Rodian took his duty seriously and kept meticulous records of which complaints or possible crimes needed investigation and who’d been arrested, charged, and scheduled to stand before the High Advocate in court. And who had already been sentenced or exonerated and set free. This too was complicated; more so than he’d imagined when he took his oath of service years ago.
Not all who slipped from justice were innocent. In turn, some who might have legally broken the law did not deserve to be branded criminals. He’d never wished for such complications, but service forced them upon him. In recent times, he’d grown weary of it.
Rodian set down his quill, rubbed his eyes, and realized he’d forgotten to eat again. Rising from his desk, he began unfastening his sword.
An engraved silver panel on the blade’s sheath bore the royal crest and a panorama of Calm Seatt. His tabard, worn over a chain vestment and padded hauberk, marked him as military. But unlike the regulars, attired in sea greens and cyans, his tabard was red. Combined with that sheath, it clearly declared him as captain of the Shyldfälches.
Some thought the position a high honor. Others considered it a dead end in a military career. But Rodian knew neither was wholly true.

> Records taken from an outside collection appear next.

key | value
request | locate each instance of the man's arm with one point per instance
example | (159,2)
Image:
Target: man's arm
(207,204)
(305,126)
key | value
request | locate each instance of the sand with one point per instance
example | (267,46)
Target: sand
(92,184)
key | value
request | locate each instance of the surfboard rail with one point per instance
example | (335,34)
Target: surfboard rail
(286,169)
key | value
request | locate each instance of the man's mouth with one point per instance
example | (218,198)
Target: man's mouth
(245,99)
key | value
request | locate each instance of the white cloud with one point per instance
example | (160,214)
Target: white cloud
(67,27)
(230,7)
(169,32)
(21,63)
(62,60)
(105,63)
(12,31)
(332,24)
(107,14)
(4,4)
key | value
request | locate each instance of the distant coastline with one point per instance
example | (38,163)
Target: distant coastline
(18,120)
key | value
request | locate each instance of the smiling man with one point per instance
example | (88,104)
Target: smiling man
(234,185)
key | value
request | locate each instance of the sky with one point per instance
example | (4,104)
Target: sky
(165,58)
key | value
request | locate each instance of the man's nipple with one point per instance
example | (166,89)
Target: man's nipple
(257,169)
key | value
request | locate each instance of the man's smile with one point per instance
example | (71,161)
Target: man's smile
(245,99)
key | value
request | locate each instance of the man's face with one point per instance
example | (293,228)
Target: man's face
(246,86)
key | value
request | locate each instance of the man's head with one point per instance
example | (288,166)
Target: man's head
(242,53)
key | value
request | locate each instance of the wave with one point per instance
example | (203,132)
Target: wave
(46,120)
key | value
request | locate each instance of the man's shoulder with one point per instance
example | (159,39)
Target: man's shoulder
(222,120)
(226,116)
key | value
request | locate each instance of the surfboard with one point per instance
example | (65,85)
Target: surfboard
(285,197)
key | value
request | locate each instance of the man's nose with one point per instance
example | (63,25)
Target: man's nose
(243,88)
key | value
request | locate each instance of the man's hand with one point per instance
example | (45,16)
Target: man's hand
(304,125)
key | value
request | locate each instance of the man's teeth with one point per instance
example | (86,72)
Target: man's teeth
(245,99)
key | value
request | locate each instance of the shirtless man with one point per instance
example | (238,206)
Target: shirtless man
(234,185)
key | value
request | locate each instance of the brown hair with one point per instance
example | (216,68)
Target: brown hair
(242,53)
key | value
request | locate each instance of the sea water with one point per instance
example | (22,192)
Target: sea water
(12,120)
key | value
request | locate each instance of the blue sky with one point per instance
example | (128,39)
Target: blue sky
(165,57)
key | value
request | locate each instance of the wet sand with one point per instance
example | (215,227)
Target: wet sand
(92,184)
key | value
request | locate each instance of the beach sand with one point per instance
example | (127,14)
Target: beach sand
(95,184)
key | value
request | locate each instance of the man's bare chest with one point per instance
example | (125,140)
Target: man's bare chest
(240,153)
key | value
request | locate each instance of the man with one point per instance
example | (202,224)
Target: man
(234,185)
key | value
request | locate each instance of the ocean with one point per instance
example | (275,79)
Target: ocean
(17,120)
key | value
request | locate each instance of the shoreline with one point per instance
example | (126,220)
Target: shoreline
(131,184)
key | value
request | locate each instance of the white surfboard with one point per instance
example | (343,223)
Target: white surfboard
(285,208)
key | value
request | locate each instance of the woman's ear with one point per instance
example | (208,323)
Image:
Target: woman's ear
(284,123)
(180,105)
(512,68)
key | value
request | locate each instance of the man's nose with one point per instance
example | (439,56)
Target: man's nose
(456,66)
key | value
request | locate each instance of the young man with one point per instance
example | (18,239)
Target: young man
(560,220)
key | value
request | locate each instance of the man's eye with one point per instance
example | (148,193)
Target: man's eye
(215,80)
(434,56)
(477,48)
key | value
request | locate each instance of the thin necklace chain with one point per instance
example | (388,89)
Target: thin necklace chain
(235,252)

Appearances were important to him. He was as meticulous with his grooming as he was with his records. He kept his hair cropped short and his beard close-trimmed, sculpted across his jaw above a clean-shaven neck.
He’d commanded the Shyldfälches for nearly four years, yet he was not quite thirty years old. Rumors spread by the envious didn’t bother him. He was ambitious, and success was more important than being liked, but that didn’t mean he cared nothing for the law.
Rodian had sworn his service oath upon the Éa-bêch, the first book of law from Malourné’s earliest times some four-hundred-plus years ago. The nation’s laws continued to grow until they could fill a small library of their own, but this first volume was the heart of it all. On the day he’d placed his sword hand upon it, his father, a plain timber man on the eastern frontier, had beamed with pride.
“Honorable service and strong faith,” his father proclaimed with an unrestrained grin. “What more could a father hope for his son?”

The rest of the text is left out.